On ne prête qu’aux riches, dit le dicton. Il faut être très riche pour s’offrir un titre de la presse quotidienne nationale pourrait devenir un autre proverbe. Si vous avez un peu moins de 600 millions d’euros de côté, vous pourriez vous offrir Le Parisien/Aujourd’hui en France, un titre national qui dispose d’une bonne influence. Par ici la monnaie et la visite.
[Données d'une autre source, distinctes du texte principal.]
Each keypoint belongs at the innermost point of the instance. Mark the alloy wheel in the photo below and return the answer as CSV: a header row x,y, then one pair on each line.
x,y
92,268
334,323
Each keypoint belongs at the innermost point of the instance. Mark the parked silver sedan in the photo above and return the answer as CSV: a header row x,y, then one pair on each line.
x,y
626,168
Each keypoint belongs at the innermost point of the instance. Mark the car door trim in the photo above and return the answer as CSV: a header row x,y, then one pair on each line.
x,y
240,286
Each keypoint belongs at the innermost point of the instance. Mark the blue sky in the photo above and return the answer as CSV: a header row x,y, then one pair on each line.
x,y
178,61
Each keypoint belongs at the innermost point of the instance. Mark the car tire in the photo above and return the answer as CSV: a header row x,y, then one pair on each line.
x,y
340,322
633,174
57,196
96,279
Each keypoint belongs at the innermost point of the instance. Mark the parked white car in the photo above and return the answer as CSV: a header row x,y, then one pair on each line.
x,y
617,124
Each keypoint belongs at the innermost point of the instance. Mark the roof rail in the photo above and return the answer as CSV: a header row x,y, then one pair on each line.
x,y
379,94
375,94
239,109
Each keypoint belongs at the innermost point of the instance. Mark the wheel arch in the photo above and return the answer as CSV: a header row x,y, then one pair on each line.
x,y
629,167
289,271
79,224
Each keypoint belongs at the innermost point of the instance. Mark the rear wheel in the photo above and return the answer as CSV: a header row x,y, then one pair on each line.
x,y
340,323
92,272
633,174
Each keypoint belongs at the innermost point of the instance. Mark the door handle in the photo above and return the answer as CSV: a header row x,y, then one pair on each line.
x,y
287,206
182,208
Amaury jette l’éponge, Arnault rachète
En 2016, la famille Amaury décide de se recentrer sur L’Équipe et ses activités (Tour de France, chaîne télé, etc). Et vend pour un peu moins de 90M d’euros la totalité des activités du groupe Le Parisien : journal, immobilier, distribution, web. À peine installé, LVMH optimise la trésorerie du journal en l’envoyant bronzer sous le soleil de sa filiale financière belge. Avec un intérêt fiscal évident.
Vous n’auriez pas 80M€ ?
Vous devez les avoir ! Cette somme (un peu faible, reconnaissons le) vous permettra de regonfler en décembre 2018 la trésorerie du titre que vous avez racheté un peu plus de deux ans plus tôt. Si tout se passe bien (ou pas trop mal), vous devriez éponger les pertes de 2018 (non connues en février 2019) et celles de 2019, l’année en cours. Plus sans doute quelques investissements dans le numérique
Passez par la case départ et versez 440M€
Contrairement au Monopoly, vous ne touchez pas quelque chose en repassant par la case départ. Vous remettez au pot. C’est la Lettre A du 15 février 2019 qui nous l’apprend. UFIPAR, une des holdings du groupe LVMH est le véhicule financier qui possède Le Parisien. Cette holding vient de se livrer à ce que l’on appelle une « opération accordéon ». Pour faire simple, vous augmentez le capital en injectant une somme qui correspond aux pertes antérieures, puis vous réduisez le capital d’autant, les pertes sont alors apurées. C’est ce qu’a fait UFIPAR augmentant le capital de 440M€, le portant de 520M€ à 960M€ puis le réduisant d’autant, la dette est apurée.
Pourquoi tant d’argent
LVMH est dans le trio de tête des aides directes à la presse pour la période 2012/2017 avec la coquette somme de 65 millions d’euros. Ce qui corrobore notre premier dicton, on ne prête (et subventionne) qu’aux riches. Mais si on fait le total, 90M de rachat+ 80M en trésorerie+440M pour apurer les pertes, cela fait quelques 610M€. Comme les espoirs de profits sont maigres, la morale de l’histoire est claire : si Bernard Arnault investit des sommes importantes dans les médias ce n’est pas pour dégager un profit mais pour gagner en influence. Une influence qui lui permet de défendre à la fois son empire économique et de se faire quelques amitiés utiles en politique. À ne pas oublier quand vous lisez Le Parisien ou Les Échos.